Zeichnung, Malerei, Skulptur

 
Kunstforum MainturmFlörsheim am Main
23. April – 25. Juni 2017
 
Einführungsrede anlässlich der Vernissage zur AusstellungWERNER NEUWIRTH. Zeichnung, Malerei, Skulptur am 23. April 2017Dr. Martina Wehlte M.A.
 
Meine sehr geehrten Damen und Herren,
Werner Neuwirth hat seine Ausstellung unter das Motto non finito? gestellt, zu Deutsch nicht zu Ende geführt / unvollendet?. Beim Non finito handelt es sich um einen klar definierten kunstgeschichtlichen Begriff, der nicht etwa bezeichnet, dass ein Werk verworfen und daher vorzeitig beendet wurde, weil es der Künstler als misslungen erachtet oder das Interesse daran verloren hätte. Ganz im Gegenteil: Non finito ist eine bewusste Reduktion auf das allgemein Wesentliche einer Darstellung und damit eine eigenständige Darstellungsform.
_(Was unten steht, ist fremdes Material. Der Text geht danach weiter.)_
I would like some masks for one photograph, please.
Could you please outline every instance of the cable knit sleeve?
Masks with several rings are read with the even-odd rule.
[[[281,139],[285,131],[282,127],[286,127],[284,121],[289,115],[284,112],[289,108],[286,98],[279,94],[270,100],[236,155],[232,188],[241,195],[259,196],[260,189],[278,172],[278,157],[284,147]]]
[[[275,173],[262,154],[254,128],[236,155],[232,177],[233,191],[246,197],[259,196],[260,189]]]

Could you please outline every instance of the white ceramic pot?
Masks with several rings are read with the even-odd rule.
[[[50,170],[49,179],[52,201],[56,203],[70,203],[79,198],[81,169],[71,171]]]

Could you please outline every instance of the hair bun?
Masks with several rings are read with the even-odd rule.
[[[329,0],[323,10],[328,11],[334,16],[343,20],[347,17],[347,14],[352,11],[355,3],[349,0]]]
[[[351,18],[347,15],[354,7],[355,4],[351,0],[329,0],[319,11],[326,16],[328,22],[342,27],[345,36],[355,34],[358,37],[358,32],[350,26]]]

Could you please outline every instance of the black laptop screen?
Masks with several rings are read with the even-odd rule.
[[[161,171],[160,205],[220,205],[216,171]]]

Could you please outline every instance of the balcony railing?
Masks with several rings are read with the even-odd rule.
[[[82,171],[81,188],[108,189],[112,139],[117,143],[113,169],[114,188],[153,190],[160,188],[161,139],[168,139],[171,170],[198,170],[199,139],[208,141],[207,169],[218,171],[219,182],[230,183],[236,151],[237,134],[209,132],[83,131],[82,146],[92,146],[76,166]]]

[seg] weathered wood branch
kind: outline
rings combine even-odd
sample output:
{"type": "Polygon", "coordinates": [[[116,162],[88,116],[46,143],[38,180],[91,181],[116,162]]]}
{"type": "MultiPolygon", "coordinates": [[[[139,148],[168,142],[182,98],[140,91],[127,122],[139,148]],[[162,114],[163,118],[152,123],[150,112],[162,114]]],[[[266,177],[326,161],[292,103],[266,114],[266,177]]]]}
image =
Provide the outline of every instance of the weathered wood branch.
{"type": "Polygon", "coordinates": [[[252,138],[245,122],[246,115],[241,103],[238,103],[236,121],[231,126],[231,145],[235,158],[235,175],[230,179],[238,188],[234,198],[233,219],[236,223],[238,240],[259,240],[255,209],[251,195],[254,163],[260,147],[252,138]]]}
Kunstinteressierte, besonders Liebhaber der Bildhauerei, denken bei ‚non finito‘ sicher zuerst an die herausragenden Marmor-skulpturen Michelangelos, namentlich seine kraftvoll aus dem Stein drängenden Sklaven, die sich doch der Materie nicht entwinden können; oder an Auguste Rodin, bei dem das Non finito und damit ein vermeintlich verschwenderischer Umgang mit dem Material Marmor ebenfalls eine große Rolle spielte.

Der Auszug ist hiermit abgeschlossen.